Danke, Frau Kohnen, für Ihre Kritik. Kritik ist nicht immer negativ. Sie sagen, die Geisteswissenschaftler seien Verlierer. Sie müssen aber genauer hinschauen und auch einmal im Bericht nachlesen. So hat die Universität Bamberg ein ausgeprägtes geisteswissenschaftliches Profil. Von daher sollten wir die Kirche im Dorf lassen. Bayern ist breit aufgestellt und dafür werden ich und die Staatsregierung auch Rechnung tragen. Denn wichtig ist nicht nur die Monokultur - das ist absolut sicher -, sondern die Breite. Wir brauchen die Geisteswissenschaften genauso wie die so genannten Orchideenfächer. Das ist spannend. Übrigens kommen die Leute relativ gut unter, bloß nicht in ihrem eigentlichen Gebiet, was sie gelernt haben, aber durch ihr "Querdenken" sind sie draußen sehr angesehen. Ich will gar

nicht die gesamten außeruniversitären Forschungseinrichtungen im Bereich der Geisteswissenschaften aufzählen.

Übrigens stehen wir in Bezug auf die Betreuungsrelationen in ganz Deutschland an dritter Stelle. An erster Stelle steht Saarland - dort haben sie allerdings jetzt den doppelten Abiturjahrgang, weshalb es sich ändern wird -, an zweiter Stelle steht Baden Württemberg und mit 0,1 % dahinter kommt Bayern. Das ist so.

(Ulrike Gote (GRÜNE): Der Dritte unter den Schlechtesten!)

Schauen Sie sich die Berichte an. Auch im Jahr 2007 war Bayern nicht schlecht aufgestellt. Frau Gote, vielleicht sollten wir einmal ein wenig stolz auf Bayern sein und dies entsprechend darstellen.

(Beifall bei der CSU und FDP)

Zu den außeruniversitären Forschungseinrichtungen da Sie sagten, dies zahle der Bund -: Die Einrichtungen werden von Bund und Ländern gemeinsam finanziert. Gerade bei bestimmten außeruniversitären Forschungseinrichtungen - das ärgert mich schon - zahlen wir mehr ein als an uns zurückfließt; und das muss sich auch ändern. Bei den Max-Planck-Instituten sind wir gut aufgestellt; bei den anderen hapert es, gerade auch bei den Fraunhoferinstituten.
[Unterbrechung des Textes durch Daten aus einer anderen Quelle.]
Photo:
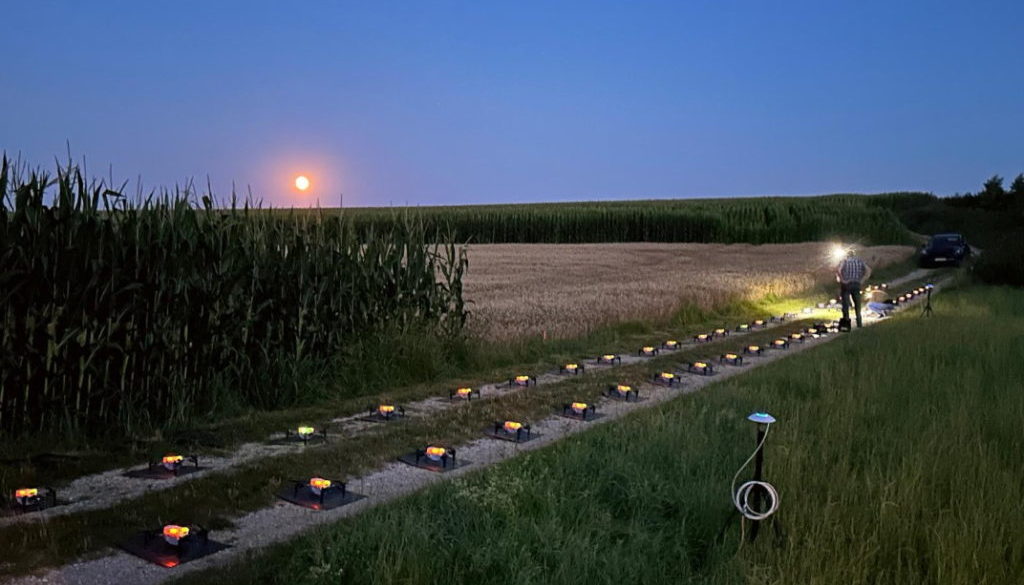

Dort will ich auch etwas ändern. - So ist die Wahrheit.

Das Regionalproblem haben wir doch längst erkannt. Seit 30 Jahren ist bekannt, dass die Hochschulen für angewandte Wissenschaften in die Regionen hinausgehen. Nun sind wir einen Schritt weiter. Wir bringen mit Technologiezentren nochmals Synapsen ins Land, was in der Tat in der Oberpfalz problematisch ist. Dort wollen wir hineingehen, und wir wollen die jungen Leute an ihrem Platz, wo sie geboren sind, auch halten - wenn sie wollen. Ich freue mich über jeden, der woanders hingeht, zum Beispiel ins Ausland, und sich die Welt ansieht. Aber wenn er vor Ort bleiben will, dann haben wir gerade bei der jetzigen Entwicklung der Technologiezentren ein Instrument gefunden, das dieser - ich will es nicht übertreiben - Landflucht Vorschub leistet. Dort bleiben wir auf alle Fälle dran. Die FH Deggendorf ist dabei vorzüglich aufgestellt.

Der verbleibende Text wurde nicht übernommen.